Some things in life are so poignant, so stirring, so enjoyable that they are almost painful in their beauty. It’s different for everyone.
Perhaps your moments include racing down a mountain with ski poles in hand. Or playing with children in a third world orphanage. Or a sunset on a Hawain beach. Or the first tiny cry of a newborn. Or casting a fishing line out on a lake as the sun yawns and stretches and rises from slumber.
Driving through the Vermont mountains when the trees don their resplendent autumn ball gowns and courtesy for all to see is on my list, so beautiful it creates an inexplicable ache deep within.
But those resplendent fall colors come at a cost.
Seemingly endless winter months of gray skies and snow and wet mittens and frozen windshield wipers and runny noses and piles of snowsuits.
And then the snow gives way to springtime rains and the ground becomes a sponge that cannot hold another drop and folks gripe and complain and wonder if the sun will ever shine. Mud is tracked throughout the house and restless children who have been cooped up too long bicker and mope.
It’s the price for all of those splendid colors.
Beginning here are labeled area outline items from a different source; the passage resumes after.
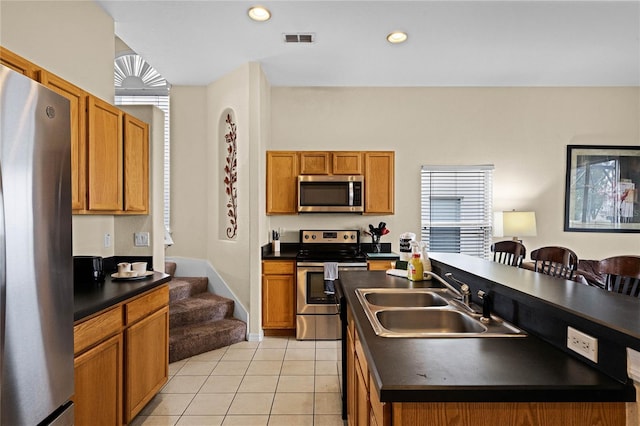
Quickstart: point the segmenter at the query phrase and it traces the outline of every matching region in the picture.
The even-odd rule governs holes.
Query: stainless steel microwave
[[[298,176],[298,212],[364,212],[364,179],[357,175]]]

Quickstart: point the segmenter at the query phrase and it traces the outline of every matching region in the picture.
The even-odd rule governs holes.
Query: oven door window
[[[324,271],[307,272],[307,303],[310,305],[335,305],[335,294],[324,292]]]

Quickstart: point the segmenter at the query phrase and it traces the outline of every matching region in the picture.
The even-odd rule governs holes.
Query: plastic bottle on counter
[[[420,250],[416,250],[417,245],[414,247],[411,260],[407,266],[407,278],[410,281],[422,281],[424,279],[424,272],[422,269],[422,259],[420,259]]]
[[[422,256],[422,273],[424,275],[425,272],[431,272],[431,259],[429,259],[429,253],[427,252],[427,243],[424,241],[420,242],[420,251]],[[424,275],[425,280],[430,280],[431,275]]]

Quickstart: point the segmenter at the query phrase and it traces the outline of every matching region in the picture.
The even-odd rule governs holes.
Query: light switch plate
[[[627,374],[631,379],[640,382],[640,352],[627,348]]]
[[[136,247],[149,247],[149,233],[148,232],[134,233],[133,245]]]
[[[598,339],[573,327],[567,327],[567,347],[583,357],[598,362]]]

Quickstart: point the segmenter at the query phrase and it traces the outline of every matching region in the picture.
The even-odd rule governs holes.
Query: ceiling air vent
[[[316,35],[313,33],[283,34],[285,43],[313,43]]]

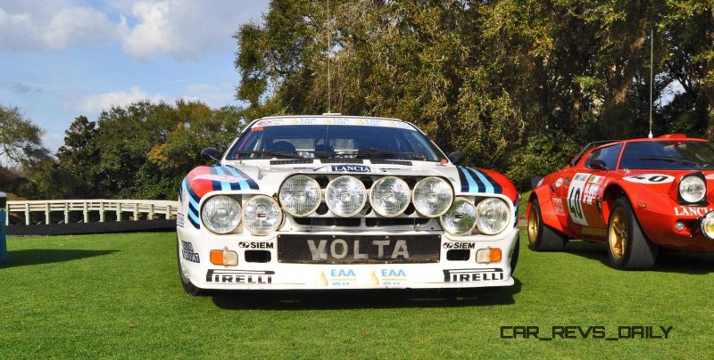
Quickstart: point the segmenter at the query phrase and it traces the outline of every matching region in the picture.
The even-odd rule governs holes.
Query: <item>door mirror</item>
[[[461,164],[465,158],[466,155],[458,150],[449,154],[449,161],[453,163],[453,165]]]
[[[596,170],[607,170],[608,167],[605,165],[605,161],[601,160],[600,159],[594,159],[590,160],[590,164],[587,166],[590,168],[594,168]]]
[[[205,148],[201,151],[201,159],[207,164],[220,162],[220,152],[216,148]]]

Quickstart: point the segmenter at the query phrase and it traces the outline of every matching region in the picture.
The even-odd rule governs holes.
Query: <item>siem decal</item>
[[[623,177],[622,180],[637,184],[668,184],[675,181],[675,176],[664,174],[643,174]]]
[[[362,165],[333,165],[332,171],[347,171],[351,173],[369,173],[372,171],[369,167]]]
[[[703,217],[710,211],[714,211],[714,208],[691,208],[687,206],[675,207],[676,217]]]
[[[272,242],[258,242],[258,241],[240,241],[238,242],[240,249],[275,249],[275,244]]]
[[[184,241],[183,240],[181,241],[181,258],[192,263],[201,262],[201,258],[198,257],[198,253],[194,252],[194,246],[191,245],[190,242]]]
[[[210,269],[207,282],[221,283],[272,283],[274,271]]]
[[[490,280],[503,280],[503,270],[495,268],[444,270],[444,282],[474,282]]]
[[[407,273],[403,269],[378,269],[372,272],[375,285],[403,285]]]
[[[444,249],[466,249],[471,250],[476,249],[476,243],[474,242],[444,242]]]
[[[553,198],[552,208],[555,209],[555,214],[560,217],[565,217],[565,207],[563,207],[563,200]]]
[[[568,190],[568,211],[573,223],[587,226],[587,220],[583,212],[585,186],[590,174],[578,173],[573,177],[570,188]]]

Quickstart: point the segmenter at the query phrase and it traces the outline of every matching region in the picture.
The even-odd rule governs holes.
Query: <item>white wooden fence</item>
[[[116,221],[121,221],[121,214],[124,212],[131,213],[134,220],[137,220],[141,214],[146,214],[147,219],[154,219],[155,216],[161,216],[170,219],[176,217],[178,201],[163,200],[26,200],[26,201],[7,201],[5,224],[10,224],[10,215],[21,213],[24,215],[25,225],[30,225],[30,214],[33,212],[43,212],[45,214],[45,224],[51,223],[51,214],[53,212],[62,212],[64,214],[63,223],[70,222],[70,213],[72,211],[81,211],[83,222],[89,222],[89,213],[97,211],[99,221],[104,222],[107,212],[113,212],[116,215]]]

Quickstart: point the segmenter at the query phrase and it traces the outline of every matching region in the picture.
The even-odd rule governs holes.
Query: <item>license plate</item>
[[[438,235],[278,235],[278,261],[299,264],[406,264],[439,261]]]

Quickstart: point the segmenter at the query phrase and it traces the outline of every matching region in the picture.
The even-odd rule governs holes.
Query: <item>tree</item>
[[[42,145],[42,134],[20,109],[0,105],[0,157],[21,165],[48,159],[49,151]]]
Life can be a lot like that.
We desire something, sometimes with a visceral longing that we can’t even define, but we don’t want or recognize what it takes to get there.
Have you ever considered the very thing you are complaining about, the situation you are frustrated with, the circumstance you don’t understand, the hard thing, is a gift from God to bring you to the place you most want to be?
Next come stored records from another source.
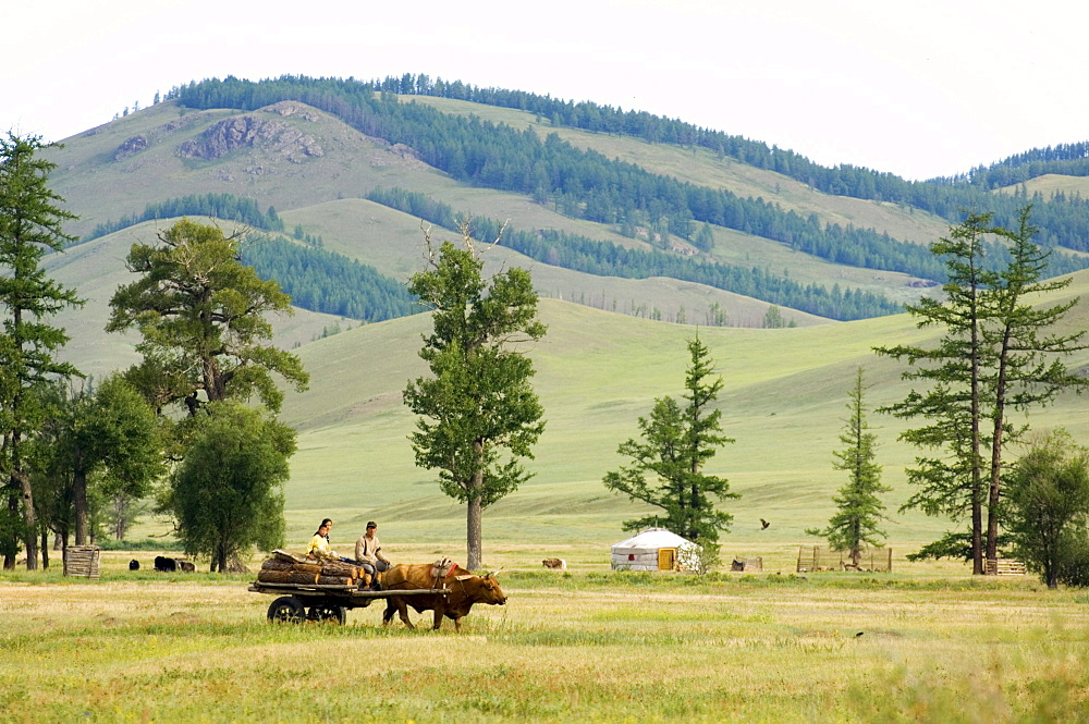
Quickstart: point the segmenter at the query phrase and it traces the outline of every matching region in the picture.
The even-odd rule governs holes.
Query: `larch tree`
[[[192,417],[205,403],[256,396],[278,412],[273,372],[305,390],[298,357],[264,344],[267,316],[293,314],[291,297],[242,263],[240,240],[183,219],[159,241],[133,245],[127,265],[139,279],[113,295],[106,328],[139,331],[144,360],[126,377],[148,401],[157,409],[184,403]]]
[[[902,418],[923,418],[921,428],[908,430],[901,439],[934,450],[937,457],[919,456],[918,467],[909,469],[908,480],[921,484],[920,494],[907,507],[920,507],[928,514],[951,514],[970,519],[972,573],[983,569],[983,410],[982,368],[987,349],[982,327],[988,316],[984,291],[995,275],[983,265],[983,240],[991,233],[991,214],[969,214],[950,229],[947,237],[931,245],[934,255],[944,257],[949,281],[942,287],[945,299],[923,297],[909,305],[908,312],[919,328],[942,330],[938,345],[919,347],[900,345],[874,347],[879,355],[905,359],[911,368],[904,379],[931,383],[930,390],[911,390],[901,403],[881,408]],[[966,425],[967,427],[960,427]]]
[[[419,416],[411,435],[416,464],[438,470],[442,491],[466,504],[467,567],[477,569],[484,510],[531,477],[522,458],[533,458],[544,420],[524,345],[547,328],[529,272],[514,267],[485,280],[491,247],[478,247],[467,221],[461,232],[461,247],[438,249],[424,232],[428,269],[408,289],[432,310],[433,331],[419,351],[431,377],[409,381],[404,402]]]
[[[933,384],[922,392],[911,390],[883,412],[926,420],[902,435],[935,453],[917,457],[918,466],[907,471],[919,490],[905,507],[953,519],[969,517],[974,574],[986,572],[984,559],[998,556],[1002,481],[1008,468],[1003,450],[1027,430],[1027,425],[1015,426],[1010,413],[1028,412],[1064,390],[1081,391],[1089,384],[1061,359],[1086,348],[1085,331],[1052,331],[1078,299],[1040,306],[1041,294],[1060,291],[1069,281],[1042,280],[1050,253],[1031,241],[1036,230],[1030,211],[1031,206],[1021,210],[1014,230],[990,225],[990,213],[969,214],[949,238],[933,244],[933,253],[945,257],[946,298],[922,299],[908,311],[920,318],[920,328],[942,329],[938,345],[874,349],[906,359],[913,369],[905,379]],[[984,263],[984,235],[1007,243],[1004,267]],[[954,554],[964,539],[964,533],[946,533],[923,553]]]
[[[24,457],[26,442],[41,419],[36,391],[50,380],[78,375],[58,359],[69,338],[49,319],[83,304],[73,290],[47,277],[41,266],[47,253],[60,251],[74,241],[63,224],[75,218],[58,206],[63,199],[47,184],[56,164],[39,156],[42,148],[36,136],[9,133],[0,138],[0,476],[8,499],[0,515],[0,549],[4,568],[13,568],[22,542],[32,570],[38,566],[38,524]]]
[[[1072,372],[1062,357],[1086,348],[1085,330],[1063,334],[1053,330],[1079,302],[1039,305],[1040,295],[1066,289],[1070,278],[1043,280],[1051,249],[1032,242],[1037,229],[1029,223],[1031,206],[1025,207],[1014,230],[995,232],[1008,242],[1010,262],[990,289],[994,322],[984,327],[983,341],[992,351],[993,368],[986,376],[991,390],[991,465],[987,502],[986,556],[998,557],[1002,483],[1007,465],[1003,450],[1025,426],[1014,428],[1010,410],[1026,410],[1052,402],[1064,390],[1080,392],[1089,378]],[[1008,431],[1008,432],[1007,432]]]
[[[222,570],[238,551],[282,535],[283,495],[268,486],[286,475],[294,433],[272,417],[284,396],[273,373],[299,391],[309,376],[298,357],[266,343],[267,317],[292,314],[291,297],[242,263],[236,236],[183,219],[159,241],[133,245],[129,269],[139,279],[113,295],[107,330],[139,331],[144,360],[125,378],[157,412],[187,412],[171,435],[179,467],[157,510],[173,516],[187,551],[209,555],[212,569]],[[268,413],[233,406],[255,397]],[[238,449],[262,434],[269,440],[255,456]]]
[[[605,488],[660,508],[661,514],[624,521],[625,530],[664,525],[702,545],[713,559],[719,533],[730,530],[733,516],[715,503],[737,498],[726,478],[705,471],[707,463],[725,443],[722,410],[714,406],[722,378],[712,377],[710,351],[699,338],[688,342],[692,364],[685,372],[684,404],[659,397],[649,417],[638,419],[641,439],[621,443],[617,452],[631,464],[610,471]]]
[[[111,376],[93,390],[54,385],[45,420],[33,441],[36,482],[71,501],[72,516],[57,510],[52,528],[68,544],[89,540],[88,491],[100,498],[140,499],[166,473],[159,420],[144,397],[122,377]],[[70,525],[71,524],[71,525]]]
[[[828,526],[806,530],[810,536],[828,540],[833,549],[846,551],[854,566],[858,566],[866,545],[880,545],[884,540],[885,533],[878,526],[888,517],[880,494],[891,490],[881,484],[881,466],[874,462],[877,435],[870,432],[866,419],[865,393],[862,368],[859,367],[847,403],[849,415],[840,433],[844,446],[832,452],[836,458],[833,467],[847,474],[847,482],[832,499],[837,511]]]

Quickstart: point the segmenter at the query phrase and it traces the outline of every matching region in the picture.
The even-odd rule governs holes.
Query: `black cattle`
[[[155,556],[155,569],[160,573],[174,573],[178,570],[178,561],[164,555],[157,555]]]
I heard from College Boy last night. I asked how his training was going, and was surprised by his answer. “It’s been one of the best weeks ever… I’ve learned a ton and feel like I’ve worked harder in training this week than I have at anything except maybe Mock Trial.”
His internship is a HARD thing, and it is going to be a challenging summer, yet he sees the benefits and calls it good.
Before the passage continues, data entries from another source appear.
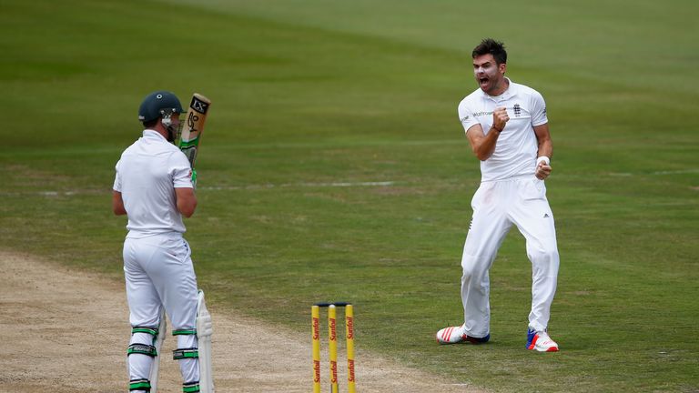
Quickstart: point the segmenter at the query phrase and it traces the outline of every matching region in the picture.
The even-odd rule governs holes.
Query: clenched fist
[[[534,175],[539,180],[545,180],[551,175],[551,165],[542,161],[536,166],[536,173]]]
[[[492,127],[498,132],[502,132],[510,116],[507,116],[507,109],[504,107],[495,108],[492,112]]]

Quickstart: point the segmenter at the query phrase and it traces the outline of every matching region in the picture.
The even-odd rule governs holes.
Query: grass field
[[[0,0],[0,247],[121,279],[110,189],[137,106],[197,91],[214,104],[187,237],[218,307],[306,331],[312,302],[351,300],[358,350],[493,391],[699,390],[699,4],[498,5]],[[461,318],[480,173],[456,106],[484,36],[547,100],[556,354],[524,350],[516,230],[492,343],[433,338]]]

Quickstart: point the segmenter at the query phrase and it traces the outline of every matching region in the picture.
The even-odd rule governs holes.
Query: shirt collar
[[[166,139],[165,136],[163,136],[159,132],[150,128],[143,130],[143,137],[147,139],[164,140],[167,142],[167,139]]]

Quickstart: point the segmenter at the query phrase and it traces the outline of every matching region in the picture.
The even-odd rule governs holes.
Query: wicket
[[[330,362],[330,392],[338,393],[338,336],[336,307],[345,307],[347,338],[347,391],[356,393],[354,381],[354,307],[350,303],[316,303],[310,308],[313,339],[313,393],[320,393],[320,307],[328,307],[328,354]]]

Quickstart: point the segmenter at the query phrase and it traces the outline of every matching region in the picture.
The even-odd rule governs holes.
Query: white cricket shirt
[[[510,116],[492,156],[481,161],[481,181],[484,182],[533,175],[539,150],[533,127],[549,121],[546,103],[539,92],[507,80],[509,87],[498,96],[491,96],[478,88],[459,104],[459,118],[467,133],[472,126],[481,124],[488,135],[492,112],[497,107],[507,108]]]
[[[189,161],[159,133],[147,129],[116,163],[114,189],[128,216],[127,237],[185,233],[175,188],[192,188]]]

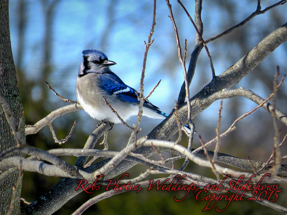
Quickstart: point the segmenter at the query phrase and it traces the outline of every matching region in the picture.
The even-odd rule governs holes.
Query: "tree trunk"
[[[15,65],[13,59],[10,30],[9,25],[9,1],[0,2],[0,92],[9,104],[16,122],[19,122],[23,112],[23,106],[16,77]],[[22,121],[20,130],[24,135],[25,127]],[[17,145],[17,142],[11,131],[0,105],[0,152]],[[9,156],[19,156],[14,154]],[[17,172],[8,177],[0,185],[0,214],[5,214],[11,202],[12,188],[16,184],[19,173]],[[20,197],[22,187],[22,179],[16,192],[15,206],[12,214],[20,214]]]

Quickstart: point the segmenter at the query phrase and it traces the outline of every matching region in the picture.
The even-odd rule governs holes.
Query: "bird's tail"
[[[165,117],[168,117],[169,115],[166,114],[164,112],[163,112],[162,111],[159,111],[158,112],[158,113],[160,114],[161,115]],[[184,126],[183,126],[182,129],[183,130],[186,130],[189,134],[190,134],[191,132],[191,127],[190,127],[189,126],[188,126],[187,125],[185,125]],[[196,133],[196,131],[194,130],[194,133]]]

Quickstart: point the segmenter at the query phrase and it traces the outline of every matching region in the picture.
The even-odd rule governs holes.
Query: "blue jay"
[[[84,50],[83,54],[84,59],[79,68],[76,91],[78,101],[84,110],[94,119],[120,123],[120,120],[105,103],[104,97],[124,121],[137,115],[139,93],[111,71],[109,66],[116,63],[97,50]],[[143,115],[150,118],[164,119],[168,116],[148,100],[144,103],[143,110]],[[188,130],[189,127],[185,126]]]

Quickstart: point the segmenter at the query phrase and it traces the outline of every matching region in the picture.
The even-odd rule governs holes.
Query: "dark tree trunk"
[[[19,122],[23,112],[19,88],[16,77],[15,65],[13,59],[9,25],[9,1],[0,1],[0,92],[9,104],[12,113],[17,122]],[[22,121],[20,130],[24,134],[24,122]],[[0,151],[17,145],[17,142],[0,105]],[[15,156],[13,154],[9,156]],[[19,173],[11,175],[0,185],[0,214],[8,211],[12,194],[13,186],[15,184]],[[12,214],[20,214],[20,195],[22,187],[20,181],[18,187],[15,206]]]

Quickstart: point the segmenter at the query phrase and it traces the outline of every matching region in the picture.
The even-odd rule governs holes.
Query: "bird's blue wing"
[[[140,103],[140,101],[138,99],[140,93],[126,85],[114,73],[102,74],[99,77],[99,86],[110,95],[114,95],[123,101]],[[148,100],[144,101],[144,106],[153,110],[166,117],[168,116],[161,111],[159,108],[151,104]]]

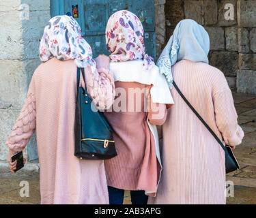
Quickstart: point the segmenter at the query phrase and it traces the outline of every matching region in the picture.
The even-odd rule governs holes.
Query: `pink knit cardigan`
[[[223,74],[206,63],[183,60],[173,78],[220,139],[241,143],[244,132]],[[175,104],[162,127],[163,170],[156,198],[149,204],[225,204],[225,155],[215,138],[173,88]]]
[[[96,59],[100,69],[85,69],[89,96],[100,108],[115,97],[109,59]],[[74,157],[76,66],[55,58],[35,70],[21,112],[6,144],[21,151],[36,129],[42,204],[109,204],[103,161]],[[109,102],[109,103],[108,103]]]

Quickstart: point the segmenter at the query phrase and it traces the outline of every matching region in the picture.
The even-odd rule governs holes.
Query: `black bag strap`
[[[218,144],[220,144],[221,146],[223,149],[224,151],[226,150],[226,147],[223,145],[223,142],[220,140],[220,139],[218,138],[218,136],[214,134],[214,132],[212,130],[212,129],[209,127],[209,125],[206,123],[206,122],[203,119],[203,118],[199,115],[199,114],[195,110],[195,109],[193,108],[193,106],[189,103],[189,102],[187,100],[187,99],[185,97],[185,96],[182,94],[178,87],[177,86],[176,83],[173,81],[173,86],[180,94],[180,95],[182,97],[182,99],[184,100],[186,104],[188,106],[188,107],[190,108],[192,111],[195,113],[195,114],[197,115],[197,116],[199,118],[199,119],[203,123],[203,124],[205,126],[205,127],[209,130],[209,131],[212,134],[212,135],[215,138],[215,139],[217,140]]]
[[[86,82],[85,82],[85,69],[84,68],[79,68],[77,67],[77,77],[76,77],[76,89],[77,89],[77,93],[79,93],[79,85],[80,85],[80,75],[81,75],[81,72],[82,71],[82,76],[83,81],[85,82],[85,93],[88,95],[87,93],[87,89],[86,89]]]

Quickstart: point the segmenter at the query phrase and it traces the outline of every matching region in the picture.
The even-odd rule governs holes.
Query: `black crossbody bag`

That makes this mother’s heart happy.
Because I’ve learned that the best places, the most fertile and abundant lands have been reached only after arduous and challenging paths; we may arrive with blistered feet and aching backs but it is so worth the climb.
For I consider that the sufferings of this present time are not worthy to be compared with the glory that is to be revealed to us. Romans 8:19
(Oh, I know that this verse refers to a bigger picture: any suffering for Christ we experience in this present age will be forgotten when we enter into His eternal glory. But I believe it is also for the practical, the everyday smaller “sufferings.” When we endure and persevere through trials – by faith in and the strength of our Redeemer – a glorious thing will be revealed to us.)
It is the rain and the snow that carry in the most brilliant colors.
Hang in there.
Maple syrup comes from the Maple, but only in those places that have sufficient cold snowy weather. No snow, no Maple Syrup that makes the Snow bearable even welcome?
I thought of you when I read the conclusion of this. If you’re stretched for time, just click on ” read more” and go to the last few paragraphs. I always enjoy her writing style.
Praying for all of you–
Sent from my iPad
Oh, I long for New England ! And I had to grapple with the snow bringing moisture to my summer love- my garden. It did help to keep my end goal in mind 🙂 Still, it was strange to clear off 6 heavy inches of snow in the AM, only to return to a greening lawn sans white at day’s end, wondering why I was so thickly wrapped in down!
Crazy and wonderful Colorado!
Miss you, sweet Marie!
Excellent post. I really liked the last 2 lines reminding us to “hang in there” because the rain and snow (in life as well as nature) bring in the most brilliant colors.